A maize co-expression network generated in a waterlogging experiment[22] revealed important co-expression of CWM genes and waterlogging-responsive genes. XTH and polygalacturonases had co-expressed with genes regulating glycolytic pathway, energy metabolism, PCD, and ROS scavenging in a single cluster. First, the co-expression of CWM genes and glycolytic pathway (β-glucosidase and glyceraldehydes-3-phosphate dehydrogenase) suggested that the modification of cell wall is a highly energy-consuming process. Second, the CWM genes had also coexpressed with a PCD gene (plant aspartic protease 3 [PASPA3]). In support of the finding, PASPA3 is also studied to be highly upregulated in waterlogging-tolerant genotype of maize.[33] The process of modification of cell wall is followed by PCD and aerenchyma formation under waterlogging conditions.[1,4,21] Reactive oxygen species (ROS) scavenging is another important process of waterlogging tolerance pathways. In the co-expression network, these ROS scavenging genes (glutathione-S-transferase and peroxidase) had also coexpressed with maize CWM genes. The CWM, PCD, and ROS scavenging genes co-expressed in the network tend to be waterlogging-responsive in maize.[22,33] These waterlogging-responsive pathways are interconnecting pathways in maize. In addition, the co-expressed CWM genes had expressed in waterlogging-tolerant and waterlogging-susceptible genotypes of maize (Figure 6), and other clustered waterlogging-responsive genes had also expressed in waterlogging-tolerant and waterlogging-susceptible maize genotypes investigated in a genome-wide expression data.[22]
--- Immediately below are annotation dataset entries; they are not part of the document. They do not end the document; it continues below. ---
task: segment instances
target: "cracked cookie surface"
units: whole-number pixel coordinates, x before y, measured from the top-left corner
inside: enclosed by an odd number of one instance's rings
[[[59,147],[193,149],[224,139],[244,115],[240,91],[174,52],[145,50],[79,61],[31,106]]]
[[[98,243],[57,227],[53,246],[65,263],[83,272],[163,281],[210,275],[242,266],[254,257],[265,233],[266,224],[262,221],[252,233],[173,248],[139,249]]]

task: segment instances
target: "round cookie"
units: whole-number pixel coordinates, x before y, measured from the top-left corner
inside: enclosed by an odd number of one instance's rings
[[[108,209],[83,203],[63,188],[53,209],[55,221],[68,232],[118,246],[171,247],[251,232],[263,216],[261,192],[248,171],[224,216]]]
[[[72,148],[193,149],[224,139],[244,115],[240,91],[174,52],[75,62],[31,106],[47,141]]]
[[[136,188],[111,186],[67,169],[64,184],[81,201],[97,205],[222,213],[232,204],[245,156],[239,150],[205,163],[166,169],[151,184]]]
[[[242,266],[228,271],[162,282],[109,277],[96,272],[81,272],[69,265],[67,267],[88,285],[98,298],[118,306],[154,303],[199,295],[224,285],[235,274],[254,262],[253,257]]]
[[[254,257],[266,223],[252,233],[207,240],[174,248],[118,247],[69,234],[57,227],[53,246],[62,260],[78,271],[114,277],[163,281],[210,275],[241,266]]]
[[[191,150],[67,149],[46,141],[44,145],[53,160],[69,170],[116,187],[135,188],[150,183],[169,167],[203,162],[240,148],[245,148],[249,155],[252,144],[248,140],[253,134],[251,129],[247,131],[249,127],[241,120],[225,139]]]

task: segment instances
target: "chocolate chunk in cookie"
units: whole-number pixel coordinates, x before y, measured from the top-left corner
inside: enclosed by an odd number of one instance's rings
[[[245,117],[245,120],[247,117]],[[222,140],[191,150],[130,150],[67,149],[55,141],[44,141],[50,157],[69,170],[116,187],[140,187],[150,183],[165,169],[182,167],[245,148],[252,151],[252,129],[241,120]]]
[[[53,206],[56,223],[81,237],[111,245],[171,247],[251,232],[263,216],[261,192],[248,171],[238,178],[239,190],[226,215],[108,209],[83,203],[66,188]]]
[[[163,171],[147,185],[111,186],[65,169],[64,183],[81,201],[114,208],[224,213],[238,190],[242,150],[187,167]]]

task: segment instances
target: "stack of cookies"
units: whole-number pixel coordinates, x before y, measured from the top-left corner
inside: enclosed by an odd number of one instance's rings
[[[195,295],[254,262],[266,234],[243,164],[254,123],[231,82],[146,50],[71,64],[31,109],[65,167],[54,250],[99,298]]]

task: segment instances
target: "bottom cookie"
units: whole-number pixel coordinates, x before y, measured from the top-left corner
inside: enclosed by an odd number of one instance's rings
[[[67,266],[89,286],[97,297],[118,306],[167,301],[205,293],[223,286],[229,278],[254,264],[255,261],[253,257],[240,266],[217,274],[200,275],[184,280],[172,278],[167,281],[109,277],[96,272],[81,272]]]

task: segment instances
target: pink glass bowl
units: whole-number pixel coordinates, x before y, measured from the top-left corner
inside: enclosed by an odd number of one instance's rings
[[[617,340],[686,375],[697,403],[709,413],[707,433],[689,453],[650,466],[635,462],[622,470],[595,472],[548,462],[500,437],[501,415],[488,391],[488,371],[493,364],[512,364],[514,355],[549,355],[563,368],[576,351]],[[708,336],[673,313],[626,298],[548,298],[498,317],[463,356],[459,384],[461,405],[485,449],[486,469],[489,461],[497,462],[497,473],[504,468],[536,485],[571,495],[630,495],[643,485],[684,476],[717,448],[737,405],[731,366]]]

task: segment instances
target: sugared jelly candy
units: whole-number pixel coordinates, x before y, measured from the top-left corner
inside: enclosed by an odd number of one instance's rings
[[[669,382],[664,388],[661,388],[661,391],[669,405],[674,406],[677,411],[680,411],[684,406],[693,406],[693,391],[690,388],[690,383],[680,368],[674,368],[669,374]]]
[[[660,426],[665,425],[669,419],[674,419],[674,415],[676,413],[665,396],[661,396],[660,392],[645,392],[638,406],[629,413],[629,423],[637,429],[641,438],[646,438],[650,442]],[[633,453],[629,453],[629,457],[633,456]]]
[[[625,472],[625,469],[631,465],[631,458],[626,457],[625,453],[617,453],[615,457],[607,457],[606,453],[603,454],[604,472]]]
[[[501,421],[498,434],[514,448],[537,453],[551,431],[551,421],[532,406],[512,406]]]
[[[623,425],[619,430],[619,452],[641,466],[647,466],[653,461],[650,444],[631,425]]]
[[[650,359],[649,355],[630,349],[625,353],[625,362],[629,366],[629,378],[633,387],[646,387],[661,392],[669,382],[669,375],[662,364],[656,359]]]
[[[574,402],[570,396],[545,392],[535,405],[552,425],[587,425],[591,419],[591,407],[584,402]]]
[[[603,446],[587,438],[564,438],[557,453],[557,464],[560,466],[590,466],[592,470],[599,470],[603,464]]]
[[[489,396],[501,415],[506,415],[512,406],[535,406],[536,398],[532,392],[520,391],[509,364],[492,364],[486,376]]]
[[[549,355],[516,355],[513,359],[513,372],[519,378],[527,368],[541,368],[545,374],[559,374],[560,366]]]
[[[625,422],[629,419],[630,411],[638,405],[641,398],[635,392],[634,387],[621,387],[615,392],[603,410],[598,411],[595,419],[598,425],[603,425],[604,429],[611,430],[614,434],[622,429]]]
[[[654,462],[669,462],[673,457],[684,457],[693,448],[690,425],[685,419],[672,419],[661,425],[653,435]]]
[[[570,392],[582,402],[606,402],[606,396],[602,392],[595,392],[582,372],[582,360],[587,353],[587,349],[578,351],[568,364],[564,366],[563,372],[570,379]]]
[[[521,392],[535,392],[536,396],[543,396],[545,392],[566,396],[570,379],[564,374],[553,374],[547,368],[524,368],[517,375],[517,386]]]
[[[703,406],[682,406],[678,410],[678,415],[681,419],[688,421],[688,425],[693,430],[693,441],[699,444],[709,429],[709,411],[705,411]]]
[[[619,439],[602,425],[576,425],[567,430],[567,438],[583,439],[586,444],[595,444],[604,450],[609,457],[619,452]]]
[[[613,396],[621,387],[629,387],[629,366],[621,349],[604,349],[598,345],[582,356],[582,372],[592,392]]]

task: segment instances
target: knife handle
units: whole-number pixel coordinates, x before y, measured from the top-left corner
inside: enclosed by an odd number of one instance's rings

Transcript expression of the CWM genes arabinogalactan, XTH, polygalacturonases, expansins, endoglucanases, PAE, and pectin esterases was investigated in roots and leaf tissues of tolerant and susceptible genotypes of maize under waterlogging stress. Differential expression of arabinogalactan, XTH, expansins, PAE, and pectin esterases was contrasting in the tolerant and susceptible genotypes. These genes were highly upregulated in the roots of tolerant genotype (Figure 6). It was studied that CWM genes were expressed at a high fold change in maize aerenchyma tissue under waterlogging conditions.[21] This suggests the regulation of CWM genes in root cortical cells during aerenchyma formation under waterlogging conditions.

Conclusions

Degradation and expansion of cell wall allow aerenchyma formation which increases oxygen transfer from roots to shoots under waterlogging conditions. Phylogenetic analysis revealed CWM genes evolved in the lineage of maize evolution. The identified common motifs in CWM genes could be the key players in imparting waterlogging tolerance in maize. Furthermore, contrasting expression pattern of CWM genes in waterlogging-tolerant and waterlogging-susceptible genotypes suggested their possible role as candidate markers in maize breeding for waterlogging tolerance. The identified regulatory and structural elements allow proper folding of the proteins that can be used to modify the proteomic expression to enhance waterlogging tolerance in maize. The identified candidate genes could be used in introgression breeding program to develop waterlogging-tolerant maize hybrids.